La cuestión del tiempo y el determinismo no se limita a las
ciencias: está en el centro del pensamiento occidental desde el origen
de lo que denominamos racionalidad y que situamos en la época presocrática.
¿Cómo concebir la creatividad humana o cómo pensar la ética en un mundo
determinista? La interrogante traduce una tensión profunda en el seno de
nuestra tradición, la que a la vez pretende promover un saber objetivo
y afirmar el ideal humanista de responsabilidad y libertad. Democracia y ciencia moderna son
ambas herederas de la misma historia, pero esa historia llevaría a una
concepción determinista de la naturaleza cuando la democracia encarna el ideal
de sociedad libre. Considerarnos extraños a la naturaleza involucra un dualismo
ajeno a la aventura de las ciencias y a la pasión de inteligibilidad propia
del mundo occidental. Según Richard Tarnas, esa pasión es “reencontrar la
unidad con las raíces del propio ser”. Hoy creemos estar en un punto crucial de
esa aventura, en el punto de partida de una nueva racionalidad que ya no
identifica ciencia y certidumbre, probabilidad e ignorancia.
Ilya Prigogine: El fin de las certidumbres.
Ed. Taurus.
1. Señala las ideas fundamentales de este
texto y relación existente entre ellas.
El autor comienza situando la cuestión del
tiempo y el determinismo como el epicentro de una brecha profunda en el seno de
nuestra tradición, que estaría basada en dos pilares o logros fundamentales que
se enraízan ambos en los tiempos de los presocráticos: la democracia y la
ciencia moderna.
La tensión radica en el siguiente dilema: la
democracia se asienta sobre los ideales de la libertad -con la consiguiente responsabilidad-, mientras que la ciencia parte del supuesto
contrario, el determinismo, es decir: la creencia de que la naturaleza funciona
según una reglas y patrones rigurosos, negando por tanto toda libertad y
creatividad (podríamos decir, todo azar) en el funcionamiento de la naturaleza,
y siendo este presupuesto la condición de su objetividad y eficacia. Por un
lado, para afirmar la creatividad humana, su moral o concebir el Estado como
aquél donde cada ser humano pueda ejercer su libertad de pensamiento y acción (ideal
democrático), es preciso concebir al ser humano como libre.
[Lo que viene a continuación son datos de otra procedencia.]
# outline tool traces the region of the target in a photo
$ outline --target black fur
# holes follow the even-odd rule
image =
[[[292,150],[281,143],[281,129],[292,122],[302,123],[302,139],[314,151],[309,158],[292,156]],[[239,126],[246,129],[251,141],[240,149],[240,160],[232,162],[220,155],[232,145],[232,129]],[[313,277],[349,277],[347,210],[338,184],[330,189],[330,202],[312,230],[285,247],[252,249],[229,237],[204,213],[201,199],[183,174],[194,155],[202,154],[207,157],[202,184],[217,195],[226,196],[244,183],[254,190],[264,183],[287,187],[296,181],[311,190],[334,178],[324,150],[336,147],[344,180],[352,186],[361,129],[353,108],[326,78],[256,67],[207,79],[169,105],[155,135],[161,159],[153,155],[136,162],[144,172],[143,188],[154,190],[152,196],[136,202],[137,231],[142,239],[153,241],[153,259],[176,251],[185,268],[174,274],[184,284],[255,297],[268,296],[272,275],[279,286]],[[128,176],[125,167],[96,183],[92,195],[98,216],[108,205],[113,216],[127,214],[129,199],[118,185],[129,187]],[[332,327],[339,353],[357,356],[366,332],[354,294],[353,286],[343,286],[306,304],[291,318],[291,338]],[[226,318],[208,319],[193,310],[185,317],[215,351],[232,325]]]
Por otro lado, para
que afirmar la validez y eficacia de la ciencia, es preciso concebir que la naturaleza
funciona siempre del mismo modo, es decir: según leyes, que es lo que la hace
predecible.
Esto división en nuestros pilares culturales implica
a su vez otra en la concepción del mundo: hasta ahora se ha asignado, pues, la libertad
al ser humano y el determinismo (su opuesto) a la naturaleza. Pero, se plantea
aquí el autor, ¿es lícita tal dicotomía, asignar al ser humano una cualidad que
se niega por completo en la naturaleza? Eso impone una contraposición entre el
ser humano (como sujeto que conoce y como sujeto que actúa) y el mundo en que
vive (como objeto conocido o a conocer). Pero este dualismo es ajeno a la “pasión
de inteligibilidad” (la necesidad que sentimos de creer que el mundo es
inteligible o comprensible para nosotros, dado que intentamos conocerlo) de
nuestra cultura occidental. Quiere esto decir que el “ser” no puede ser
concebido (nos resistimos a ello) desde este dualismo.
La superación del tal dicotomía es lo que la
ciencia contemporánea parece poder plantear, según sostiene el autor. Los
nuevos planteamientos científicos parecen abrir las puertas para concebir de
nuevo el ser bajo una unidad que abarque ambos aspectos o que supere uno de
ellos. A esto se refiere cuando afirma que la nueva comprensión de la ciencia
nos sitúa en el punto de partida de una nueva racionalidad: los descubrimientos
sobre el comportamiento de las partículas subatómicas, que traspasan los
límites del determinismo, o de la naturaleza de la información en genética, permiten
plantear una nueva concepción del ser (ontología) y del conocimiento de ese
ser, entendiendo al ser humano como parte del mismo.